L’équipe de Yale conclut sombrement qu’il n’existe « aucun précédent historique moderne » aux coupes budgétaires que l’administration Trump a commencé à imposer à l’IRS. Ces coupes laissent « planer le doute sur la capacité de l’IRS à fonctionner correctement ».
Cette deuxième offensive de Trump contre l’IRS ne se déroule bien sûr pas dans le vide. Les législateurs républicains s’empressent actuellement de prolonger les réductions d’impôts accordées aux riches en 2017, qui expirent à la fin de cette année.

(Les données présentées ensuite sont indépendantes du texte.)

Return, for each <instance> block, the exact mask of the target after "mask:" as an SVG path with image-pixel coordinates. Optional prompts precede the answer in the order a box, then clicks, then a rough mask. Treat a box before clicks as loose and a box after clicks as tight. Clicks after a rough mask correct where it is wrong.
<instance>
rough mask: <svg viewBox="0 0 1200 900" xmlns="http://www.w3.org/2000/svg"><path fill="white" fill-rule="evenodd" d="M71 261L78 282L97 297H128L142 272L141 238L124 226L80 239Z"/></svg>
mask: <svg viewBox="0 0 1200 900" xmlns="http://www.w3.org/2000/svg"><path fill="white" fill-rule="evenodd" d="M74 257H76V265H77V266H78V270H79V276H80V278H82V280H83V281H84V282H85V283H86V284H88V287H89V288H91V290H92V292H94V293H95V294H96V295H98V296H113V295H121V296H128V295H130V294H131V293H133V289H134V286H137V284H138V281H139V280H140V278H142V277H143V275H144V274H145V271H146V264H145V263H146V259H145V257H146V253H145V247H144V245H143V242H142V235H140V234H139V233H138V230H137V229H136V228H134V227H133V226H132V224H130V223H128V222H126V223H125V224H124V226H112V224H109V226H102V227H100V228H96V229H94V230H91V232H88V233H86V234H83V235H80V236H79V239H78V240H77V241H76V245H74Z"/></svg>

Et Trump vient d’annoncer une série de nouveaux droits de douane sans précédent que le représentant Brendan Boyle de Pennsylvanie, le principal démocrate de la commission budgétaire de la Chambre des représentants, qualifie de « plus forte augmentation d’impôt de l’histoire américaine ».
Avec ces droits de douane en vigueur, ajoute Boyle, les Américains à faibles revenus « finiront par payer un pourcentage plus élevé de leurs revenus » en impôts.
Le rêve ultime de Trump ? Il aimerait voir les recettes provenant de droits de douane régressifs remplacer tout ce qui s’apparente à un impôt progressif sur le revenu, note Timothy Noah dans The New Republic.
Nous avons déjà créé une société, résume Steve Wamhoff, de l’Institute on Taxation and Economic Policy, qui offre à nos plus riches des récompenses « bien supérieures à ce qui est nécessaire pour motiver l’investissement, l’innovation et le travail ».
« L’inégalité qui en résulte ne peut être combattue », estime à juste titre M. Wamhoff, « sans un système fiscal plus progressif ».
En attendant, tant que la Maison Blanche et le Congrès resteront entre les mains de Trump, nous aurons tous fort à faire pour empêcher notre système fiscal actuel de devenir encore plus régressif.
Sam Pizzigati,
6 avril 2025,
Institut for Policy Studies et coéditeur d’Inegality.org ,
traduction POUR.
Outre les mesures décrites dans cet article, des mesures de réduction du personnel affecté au contrôle des Grandes Entreprises et des prix de transfert sont également annoncées. Source. Inegality.org, février 2025.